【2012年5月27日(日)の各紙から】「会社員小説」というジャンル、文学の中にあったっけ? いくらでもありそうだが、はっきり聞いたことはあまりない。日本人の多くが、間違いなく会社員なのに……。そういう疑問に答える文学論『会社員とは何者か?』(伊井直行著、講談社)を、日経と東京新聞がとりあげた。「企業小説」とはちがう。ひとりの私人でもある会社員を主人公にした作品を題材に、きわめて現代的な問題を考えた。「新しい視点で実に面白い」「意表を突く文学論」と、日経で川本三郎さんが評している。
「近代文学は会社員を描いてこなかった」
これまで会社員とその小説についてまともに論じた文芸評論家は少ない。「そもそも日本の近代文学は会社員を描いてこなかった」と川本さんはいう。夏目漱石の『坊っちゃん』は、主人公こそ学校の先生だが、中身は仕事よりも学校内での人間関係がほとんど。
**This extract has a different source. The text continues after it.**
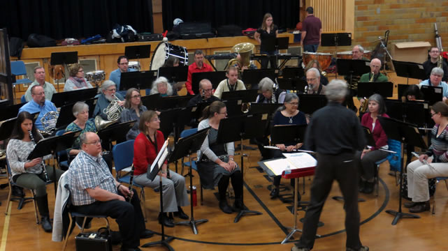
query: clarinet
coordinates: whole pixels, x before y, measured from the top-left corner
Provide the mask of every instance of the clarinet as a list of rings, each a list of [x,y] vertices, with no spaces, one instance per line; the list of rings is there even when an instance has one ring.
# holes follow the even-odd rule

高度成長期の代表的作家、源氏鶏太も社内の人間関係に集中していた。梶山季之らの「企業小説」は企業が主で、人間より経営や新技術の情報に傾きがちだった。
「優れた会社員小説は極めて少ない」「人物たちの私生活は通りいっぺんに終わる」と、東京新聞でも評者の勝又浩さんが指摘する。これが自身も評論家である評者2人の共通認識。この分野はどうも心もとない状態なのだと、よくわかる。